1 pound lean ground pork or lean pork stew meat, grinded up in food processor

1 bunch cilantro, cut up

2 teaspoons fresh ginger

3 cloves garlic

3 tablespoons sesame oil

3 tablespoons soy sauce

2 green onions, sliced

2 large carrots, cut up

won ton wrappers (8 per person, so this recipe will yield about 4 dozen)

vegetable oil for frying

1 recipe The Asian Marinade and Sauce for dipping (please search my blog for this recipe)

non stick pan

plate lined with paper towels

Place all ingredients, except the won tons, vegetable oil, and marinade, in a food processor and grind up for a few seconds so that it will look like a ground meat mixture, and all of the vegetables are minced finely. If you are filling won ton wrappers, then please see pictures below, and on medium heat, in a pan filled with vegetable oil, fry your won tons for about 7 minutes, until nice and crispy and brown.
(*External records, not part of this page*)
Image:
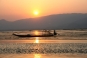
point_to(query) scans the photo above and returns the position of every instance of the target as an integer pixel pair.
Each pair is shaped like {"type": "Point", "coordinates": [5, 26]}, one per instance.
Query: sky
{"type": "Point", "coordinates": [12, 10]}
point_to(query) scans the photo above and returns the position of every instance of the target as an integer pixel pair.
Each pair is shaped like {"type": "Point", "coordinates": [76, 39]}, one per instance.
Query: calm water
{"type": "Point", "coordinates": [67, 44]}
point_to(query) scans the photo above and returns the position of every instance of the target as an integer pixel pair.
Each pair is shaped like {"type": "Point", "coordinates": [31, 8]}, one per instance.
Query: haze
{"type": "Point", "coordinates": [18, 9]}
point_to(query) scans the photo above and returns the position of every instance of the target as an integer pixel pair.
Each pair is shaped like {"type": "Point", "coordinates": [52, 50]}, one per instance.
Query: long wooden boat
{"type": "Point", "coordinates": [28, 35]}
{"type": "Point", "coordinates": [43, 35]}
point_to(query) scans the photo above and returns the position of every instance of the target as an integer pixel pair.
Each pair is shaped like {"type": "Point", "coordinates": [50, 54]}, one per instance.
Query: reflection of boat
{"type": "Point", "coordinates": [43, 35]}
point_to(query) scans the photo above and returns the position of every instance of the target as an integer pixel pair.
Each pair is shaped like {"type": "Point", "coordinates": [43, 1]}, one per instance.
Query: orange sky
{"type": "Point", "coordinates": [19, 9]}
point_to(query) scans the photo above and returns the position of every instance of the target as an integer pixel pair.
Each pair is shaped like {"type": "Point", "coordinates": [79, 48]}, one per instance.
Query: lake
{"type": "Point", "coordinates": [67, 44]}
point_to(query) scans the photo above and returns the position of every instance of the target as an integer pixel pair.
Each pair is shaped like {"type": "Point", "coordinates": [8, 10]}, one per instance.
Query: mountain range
{"type": "Point", "coordinates": [55, 21]}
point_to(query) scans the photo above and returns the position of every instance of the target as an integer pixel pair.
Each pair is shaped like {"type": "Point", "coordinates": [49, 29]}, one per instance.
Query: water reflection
{"type": "Point", "coordinates": [36, 40]}
{"type": "Point", "coordinates": [37, 56]}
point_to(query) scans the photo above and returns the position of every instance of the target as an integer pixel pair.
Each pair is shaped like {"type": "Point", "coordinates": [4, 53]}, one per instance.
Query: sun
{"type": "Point", "coordinates": [36, 12]}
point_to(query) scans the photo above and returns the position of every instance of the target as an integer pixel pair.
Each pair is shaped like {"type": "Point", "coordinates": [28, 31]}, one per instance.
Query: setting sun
{"type": "Point", "coordinates": [36, 12]}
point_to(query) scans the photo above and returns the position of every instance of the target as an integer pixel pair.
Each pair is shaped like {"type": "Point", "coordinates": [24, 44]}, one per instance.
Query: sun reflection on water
{"type": "Point", "coordinates": [36, 40]}
{"type": "Point", "coordinates": [36, 33]}
{"type": "Point", "coordinates": [37, 56]}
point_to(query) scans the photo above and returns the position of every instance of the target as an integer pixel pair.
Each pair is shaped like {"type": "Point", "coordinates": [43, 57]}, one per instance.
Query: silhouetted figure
{"type": "Point", "coordinates": [55, 32]}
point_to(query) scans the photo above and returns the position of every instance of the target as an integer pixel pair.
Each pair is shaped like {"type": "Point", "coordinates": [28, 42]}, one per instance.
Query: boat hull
{"type": "Point", "coordinates": [34, 35]}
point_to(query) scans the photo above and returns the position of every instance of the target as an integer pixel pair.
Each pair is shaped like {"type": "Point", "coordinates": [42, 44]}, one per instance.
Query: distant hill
{"type": "Point", "coordinates": [57, 21]}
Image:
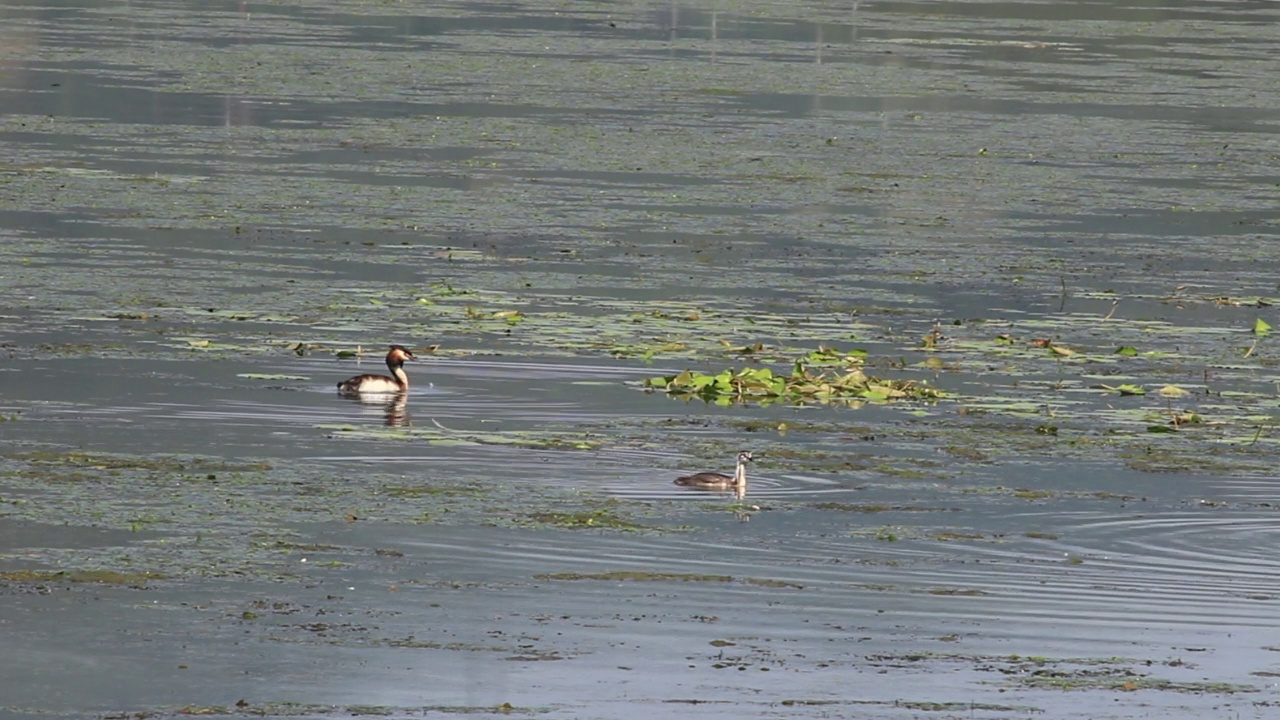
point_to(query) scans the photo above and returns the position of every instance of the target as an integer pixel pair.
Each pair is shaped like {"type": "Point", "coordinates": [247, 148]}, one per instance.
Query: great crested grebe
{"type": "Point", "coordinates": [720, 481]}
{"type": "Point", "coordinates": [398, 382]}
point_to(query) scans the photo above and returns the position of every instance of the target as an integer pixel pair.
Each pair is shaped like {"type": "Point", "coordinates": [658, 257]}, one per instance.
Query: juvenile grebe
{"type": "Point", "coordinates": [398, 382]}
{"type": "Point", "coordinates": [720, 481]}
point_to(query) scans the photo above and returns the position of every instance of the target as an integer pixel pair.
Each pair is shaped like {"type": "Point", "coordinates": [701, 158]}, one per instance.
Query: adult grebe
{"type": "Point", "coordinates": [398, 382]}
{"type": "Point", "coordinates": [720, 481]}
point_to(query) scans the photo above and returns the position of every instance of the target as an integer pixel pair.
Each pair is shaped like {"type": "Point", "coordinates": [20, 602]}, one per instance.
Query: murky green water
{"type": "Point", "coordinates": [1061, 215]}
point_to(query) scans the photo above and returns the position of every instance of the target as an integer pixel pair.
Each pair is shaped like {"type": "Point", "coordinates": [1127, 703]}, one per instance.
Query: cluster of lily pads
{"type": "Point", "coordinates": [823, 376]}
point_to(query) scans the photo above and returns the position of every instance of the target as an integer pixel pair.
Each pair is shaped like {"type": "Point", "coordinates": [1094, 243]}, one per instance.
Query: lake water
{"type": "Point", "coordinates": [1061, 215]}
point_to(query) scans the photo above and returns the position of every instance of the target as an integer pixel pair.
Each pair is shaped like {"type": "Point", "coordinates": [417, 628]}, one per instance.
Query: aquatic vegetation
{"type": "Point", "coordinates": [100, 577]}
{"type": "Point", "coordinates": [823, 376]}
{"type": "Point", "coordinates": [644, 577]}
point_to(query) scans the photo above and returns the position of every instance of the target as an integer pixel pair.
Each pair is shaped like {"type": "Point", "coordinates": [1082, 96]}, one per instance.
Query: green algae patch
{"type": "Point", "coordinates": [821, 377]}
{"type": "Point", "coordinates": [151, 463]}
{"type": "Point", "coordinates": [97, 577]}
{"type": "Point", "coordinates": [643, 577]}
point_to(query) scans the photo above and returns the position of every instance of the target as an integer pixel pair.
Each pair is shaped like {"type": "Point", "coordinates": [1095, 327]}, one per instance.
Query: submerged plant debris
{"type": "Point", "coordinates": [823, 376]}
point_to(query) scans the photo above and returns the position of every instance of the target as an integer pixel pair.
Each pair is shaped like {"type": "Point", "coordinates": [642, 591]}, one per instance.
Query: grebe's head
{"type": "Point", "coordinates": [400, 354]}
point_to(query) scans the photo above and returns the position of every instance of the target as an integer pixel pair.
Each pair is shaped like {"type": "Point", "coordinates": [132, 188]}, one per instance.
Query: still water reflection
{"type": "Point", "coordinates": [204, 200]}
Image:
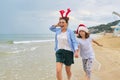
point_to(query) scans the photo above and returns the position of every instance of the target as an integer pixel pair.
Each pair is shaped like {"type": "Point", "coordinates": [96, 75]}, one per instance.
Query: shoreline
{"type": "Point", "coordinates": [39, 58]}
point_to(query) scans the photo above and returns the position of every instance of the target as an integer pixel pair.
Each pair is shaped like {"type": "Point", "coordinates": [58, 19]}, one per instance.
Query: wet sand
{"type": "Point", "coordinates": [36, 61]}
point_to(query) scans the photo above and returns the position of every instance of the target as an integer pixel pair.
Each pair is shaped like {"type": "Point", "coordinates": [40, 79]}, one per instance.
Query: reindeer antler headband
{"type": "Point", "coordinates": [62, 12]}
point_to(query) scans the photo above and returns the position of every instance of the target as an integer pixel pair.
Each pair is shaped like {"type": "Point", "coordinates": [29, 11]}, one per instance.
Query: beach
{"type": "Point", "coordinates": [36, 61]}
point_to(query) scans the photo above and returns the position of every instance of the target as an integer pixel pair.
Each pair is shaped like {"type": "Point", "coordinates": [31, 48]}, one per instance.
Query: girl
{"type": "Point", "coordinates": [65, 46]}
{"type": "Point", "coordinates": [86, 50]}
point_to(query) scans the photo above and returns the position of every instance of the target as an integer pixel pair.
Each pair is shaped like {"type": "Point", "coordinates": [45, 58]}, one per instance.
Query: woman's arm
{"type": "Point", "coordinates": [96, 42]}
{"type": "Point", "coordinates": [74, 41]}
{"type": "Point", "coordinates": [54, 28]}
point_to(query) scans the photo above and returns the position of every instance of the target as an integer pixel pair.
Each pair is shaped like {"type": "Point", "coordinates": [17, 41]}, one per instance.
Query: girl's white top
{"type": "Point", "coordinates": [86, 50]}
{"type": "Point", "coordinates": [63, 41]}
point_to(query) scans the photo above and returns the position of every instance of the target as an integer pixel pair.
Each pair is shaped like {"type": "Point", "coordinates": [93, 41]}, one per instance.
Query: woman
{"type": "Point", "coordinates": [66, 45]}
{"type": "Point", "coordinates": [86, 51]}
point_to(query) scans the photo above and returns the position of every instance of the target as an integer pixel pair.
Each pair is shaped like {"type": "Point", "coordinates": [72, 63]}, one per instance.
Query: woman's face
{"type": "Point", "coordinates": [62, 23]}
{"type": "Point", "coordinates": [82, 33]}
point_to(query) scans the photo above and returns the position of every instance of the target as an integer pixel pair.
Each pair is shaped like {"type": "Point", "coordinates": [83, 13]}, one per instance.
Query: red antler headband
{"type": "Point", "coordinates": [62, 12]}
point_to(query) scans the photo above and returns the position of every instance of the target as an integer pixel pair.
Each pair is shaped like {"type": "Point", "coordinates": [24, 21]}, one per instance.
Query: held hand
{"type": "Point", "coordinates": [100, 45]}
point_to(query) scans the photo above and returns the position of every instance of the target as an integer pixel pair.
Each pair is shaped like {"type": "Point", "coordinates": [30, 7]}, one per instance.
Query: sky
{"type": "Point", "coordinates": [36, 16]}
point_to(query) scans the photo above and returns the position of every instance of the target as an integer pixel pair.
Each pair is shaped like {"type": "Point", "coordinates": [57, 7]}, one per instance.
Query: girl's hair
{"type": "Point", "coordinates": [64, 18]}
{"type": "Point", "coordinates": [87, 35]}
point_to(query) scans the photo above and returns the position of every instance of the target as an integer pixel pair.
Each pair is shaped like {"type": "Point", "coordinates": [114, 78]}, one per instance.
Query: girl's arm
{"type": "Point", "coordinates": [96, 42]}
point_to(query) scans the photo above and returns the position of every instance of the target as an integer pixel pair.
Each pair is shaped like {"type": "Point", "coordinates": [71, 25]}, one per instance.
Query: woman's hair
{"type": "Point", "coordinates": [64, 18]}
{"type": "Point", "coordinates": [86, 35]}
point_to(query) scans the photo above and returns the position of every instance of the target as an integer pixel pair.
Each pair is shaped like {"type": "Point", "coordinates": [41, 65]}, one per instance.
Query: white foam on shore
{"type": "Point", "coordinates": [32, 41]}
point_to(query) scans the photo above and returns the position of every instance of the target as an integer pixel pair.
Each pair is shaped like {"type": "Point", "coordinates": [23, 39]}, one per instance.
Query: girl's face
{"type": "Point", "coordinates": [82, 33]}
{"type": "Point", "coordinates": [62, 23]}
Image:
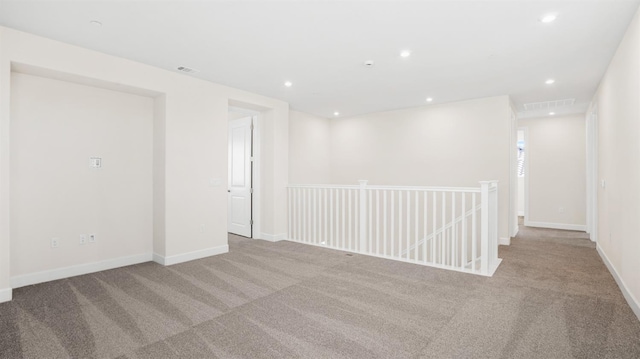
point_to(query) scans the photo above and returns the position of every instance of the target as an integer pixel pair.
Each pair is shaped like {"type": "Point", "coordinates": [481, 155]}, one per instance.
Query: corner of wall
{"type": "Point", "coordinates": [6, 294]}
{"type": "Point", "coordinates": [633, 302]}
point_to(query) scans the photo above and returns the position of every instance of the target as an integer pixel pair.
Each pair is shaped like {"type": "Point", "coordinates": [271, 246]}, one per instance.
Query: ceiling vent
{"type": "Point", "coordinates": [187, 69]}
{"type": "Point", "coordinates": [548, 105]}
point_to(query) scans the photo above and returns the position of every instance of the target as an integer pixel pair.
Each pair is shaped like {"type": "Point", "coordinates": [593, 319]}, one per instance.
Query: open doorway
{"type": "Point", "coordinates": [240, 202]}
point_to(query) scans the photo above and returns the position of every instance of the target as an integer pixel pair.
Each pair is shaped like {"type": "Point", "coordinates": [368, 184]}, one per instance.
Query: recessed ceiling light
{"type": "Point", "coordinates": [548, 18]}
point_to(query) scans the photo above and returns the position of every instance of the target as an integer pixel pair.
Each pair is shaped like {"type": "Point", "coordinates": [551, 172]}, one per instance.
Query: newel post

If you will only be frying your meatballs, then place some vegetable oil in your pan, and once oil is heated for a few minutes, add your meatballs, and cook until nice and brown. Carefully remove from heat and place on paper towel lined plate. Won tons and meatballs can be served with The Asian Marinade and Sauce for dipping. (some of my wrappers were ripped, and so I had to make a couple of different designs to keep the filling in, one being where the won ton looks like an envelope, and the other being where the won ton looks like a mini burrito). Enjoy !!!

image

The Pork Won Ton/ Low-Carbohydrate Asian Meatballs, with The Asian Marinade and Sauce

raw won ton in first stages

Raw won ton in first stages. You put a little water with either a pastry brush, or your finger, at the top left and right corners of the won ton wrapper, in front of the filling, near the top of the pointed part of the won ton. 

 

raw won ton in middle stages

Raw won ton in middle stages. You achieve next step by joining the left and right corner and kind of pinching together a little bit with a touch of water so it will stick together, which brings us to the final step, in the next picture

 

raw won ton made up in final stage

Raw won ton made up in final stage. You kind of pinch that middle part together on the bottom of where the ball area is, making sure it is not too wet, especially if you are frying them.